Thoughts and Discussion

  • Think about situations where you might encounter high-dimensional data. What are the challenges and opportunities?
    • Challenges: Overfitting, difficulty in interpretation, computational cost.
    • Opportunities: Ability to model complex relationships, potential for improved prediction accuracy if the true signal is strong.
    • Examples: Genomics, text analysis, image processing, financial modeling.
  • How would you choose between the different methods we’ve discussed (subset selection, ridge regression, the lasso, PCR, PLS)?
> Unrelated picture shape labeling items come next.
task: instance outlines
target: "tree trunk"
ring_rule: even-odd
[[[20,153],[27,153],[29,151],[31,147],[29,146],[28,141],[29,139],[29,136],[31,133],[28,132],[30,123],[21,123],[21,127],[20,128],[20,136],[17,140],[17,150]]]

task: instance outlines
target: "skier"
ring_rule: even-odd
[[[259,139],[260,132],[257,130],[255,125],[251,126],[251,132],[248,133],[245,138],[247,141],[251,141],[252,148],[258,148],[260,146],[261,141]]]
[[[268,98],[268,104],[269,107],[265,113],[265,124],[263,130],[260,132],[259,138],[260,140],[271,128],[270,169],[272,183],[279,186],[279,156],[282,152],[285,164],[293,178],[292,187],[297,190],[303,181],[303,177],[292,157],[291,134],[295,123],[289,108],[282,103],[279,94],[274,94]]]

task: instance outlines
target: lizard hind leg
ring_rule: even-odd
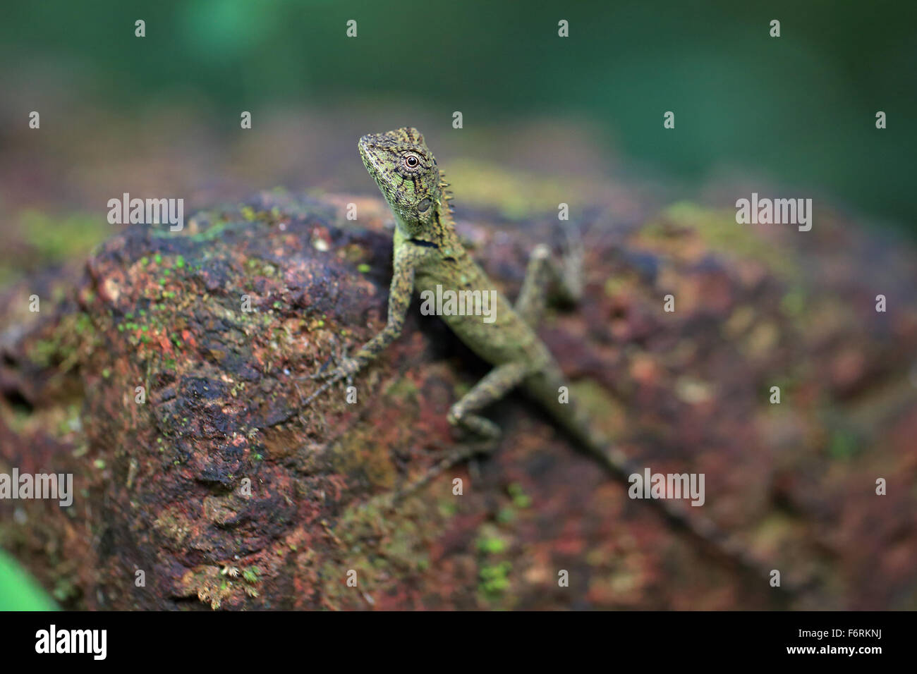
[[[481,381],[452,405],[448,420],[483,438],[496,440],[500,426],[475,413],[503,398],[529,373],[526,363],[504,363],[488,372]]]
[[[514,308],[532,327],[541,320],[552,285],[557,287],[560,299],[571,304],[582,296],[582,240],[572,227],[564,227],[564,234],[567,245],[559,264],[551,259],[551,250],[545,244],[536,246],[528,259],[525,279]]]

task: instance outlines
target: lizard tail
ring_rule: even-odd
[[[577,441],[578,448],[585,451],[602,465],[614,479],[624,484],[633,482],[632,476],[639,476],[643,481],[644,467],[638,466],[607,437],[598,431],[590,415],[572,399],[568,403],[559,400],[559,387],[566,386],[559,370],[548,368],[546,371],[533,375],[525,384],[526,392],[535,397],[551,416]],[[734,536],[728,536],[713,520],[703,514],[691,512],[679,501],[671,499],[649,499],[649,503],[665,517],[675,529],[682,530],[699,539],[708,549],[736,564],[746,572],[768,581],[773,567],[751,554],[747,547]],[[790,594],[799,594],[806,586],[790,579],[781,579],[781,588]]]

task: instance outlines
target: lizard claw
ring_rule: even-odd
[[[359,370],[359,368],[360,362],[357,359],[346,358],[333,370],[326,371],[319,370],[318,372],[314,372],[313,374],[308,375],[309,379],[323,380],[324,383],[322,383],[321,386],[309,394],[309,397],[302,402],[302,406],[307,407],[312,401],[338,381],[343,381],[348,386],[353,386],[354,376]]]

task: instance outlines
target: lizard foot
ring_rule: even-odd
[[[335,340],[334,345],[334,352],[331,357],[325,361],[322,367],[318,369],[318,371],[305,375],[308,379],[314,381],[319,380],[322,381],[323,383],[307,398],[305,398],[305,400],[302,400],[302,396],[300,396],[300,405],[302,407],[307,407],[314,400],[315,400],[315,398],[330,389],[338,381],[343,381],[347,386],[353,386],[354,376],[358,371],[359,371],[362,363],[355,358],[349,358],[347,353],[347,348],[341,347],[337,339]],[[326,370],[326,368],[328,367],[328,364],[332,362],[335,364],[335,367],[331,370]]]

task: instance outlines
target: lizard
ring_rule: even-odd
[[[351,384],[360,370],[401,336],[414,293],[435,291],[437,285],[457,292],[481,293],[490,293],[495,287],[459,238],[445,173],[421,133],[414,127],[403,127],[368,134],[359,138],[358,148],[367,171],[379,186],[395,219],[388,317],[384,328],[352,357],[336,358],[334,368],[326,370],[323,368],[310,375],[323,383],[303,401],[304,407],[338,381]],[[441,466],[454,465],[482,452],[481,447],[492,448],[501,429],[481,412],[521,388],[572,436],[579,448],[613,478],[628,483],[629,476],[643,475],[635,463],[597,430],[581,405],[573,398],[560,402],[558,392],[568,382],[536,333],[552,285],[559,290],[561,298],[569,302],[577,302],[582,294],[581,244],[569,235],[569,227],[568,235],[568,249],[561,262],[552,258],[547,245],[535,247],[514,304],[511,304],[499,292],[492,294],[495,302],[492,322],[484,322],[480,315],[440,315],[466,346],[492,367],[451,406],[447,416],[451,425],[482,438],[484,445],[471,452],[457,453],[456,458],[447,458]],[[661,508],[670,524],[712,545],[714,551],[741,568],[767,578],[768,568],[741,544],[726,536],[709,518],[689,514],[670,500],[652,499],[650,503]]]

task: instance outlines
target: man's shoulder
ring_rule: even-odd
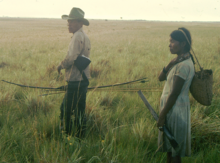
[[[82,29],[79,29],[78,31],[76,31],[73,35],[73,39],[76,39],[76,40],[83,40],[84,38],[84,32]]]

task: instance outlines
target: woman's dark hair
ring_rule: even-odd
[[[191,34],[189,32],[188,29],[182,27],[182,28],[178,28],[178,30],[173,31],[170,34],[170,37],[176,41],[179,42],[186,42],[186,46],[184,47],[186,52],[189,52],[193,63],[195,64],[194,58],[192,56],[192,54],[190,53],[190,49],[192,46],[192,39],[191,39]]]

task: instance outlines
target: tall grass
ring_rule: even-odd
[[[201,65],[214,72],[213,102],[191,96],[192,156],[183,162],[220,162],[219,23],[91,20],[84,27],[92,44],[90,86],[147,77],[123,88],[163,88],[160,70],[174,56],[169,34],[191,31]],[[65,85],[56,66],[65,57],[71,34],[56,19],[0,19],[0,79],[34,86]],[[89,91],[83,140],[62,136],[59,107],[64,94],[0,85],[0,162],[165,162],[157,153],[156,122],[136,92]],[[158,89],[157,89],[158,90]],[[158,112],[161,92],[145,92]]]

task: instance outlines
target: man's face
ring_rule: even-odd
[[[171,54],[179,54],[183,51],[183,46],[179,41],[170,38],[169,44]]]
[[[68,25],[69,33],[75,33],[82,27],[81,22],[77,20],[67,20],[67,21],[68,21],[67,25]]]

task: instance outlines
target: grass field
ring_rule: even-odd
[[[209,107],[191,96],[192,156],[187,163],[220,162],[220,23],[90,20],[84,27],[91,50],[90,86],[147,77],[148,82],[120,88],[148,89],[158,112],[164,82],[157,76],[174,55],[169,34],[190,30],[201,65],[214,72]],[[71,34],[58,19],[0,19],[0,80],[58,87],[65,85],[56,66],[65,57]],[[196,65],[197,66],[197,65]],[[197,67],[198,68],[198,67]],[[64,72],[63,72],[64,73]],[[136,92],[89,91],[86,138],[60,139],[59,107],[64,93],[0,82],[0,162],[159,163],[156,123]]]

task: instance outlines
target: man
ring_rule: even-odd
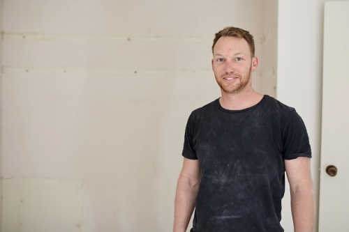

What factors would you consider?
    • Interpretability: If interpretability is crucial, the lasso (or subset selection) is preferred.
    • Prediction Accuracy: If prediction accuracy is the primary goal, try all methods and use cross-validation to compare.
    • Computational Cost: For very large p, stepwise selection, ridge regression, or the lasso may be more computationally feasible than best subset selection.
    • Underlying Relationship: Consider whether you expect only a few predictors to be important (lasso) or many (ridge regression).
  • What are the ethical implications of using high-dimensional data for prediction, especially in sensitive areas like healthcare or finance? How can we mitigate potential biases and ensure fairness?
    • High dimensional data may contain sensitive attributes or proxies for them.
    • Models trained on biased data can perpetuate or amplify existing biases.
    • Mitigation Strategies: Careful data collection, bias detection and mitigation techniques, transparency in modeling, and ongoing monitoring of model performance.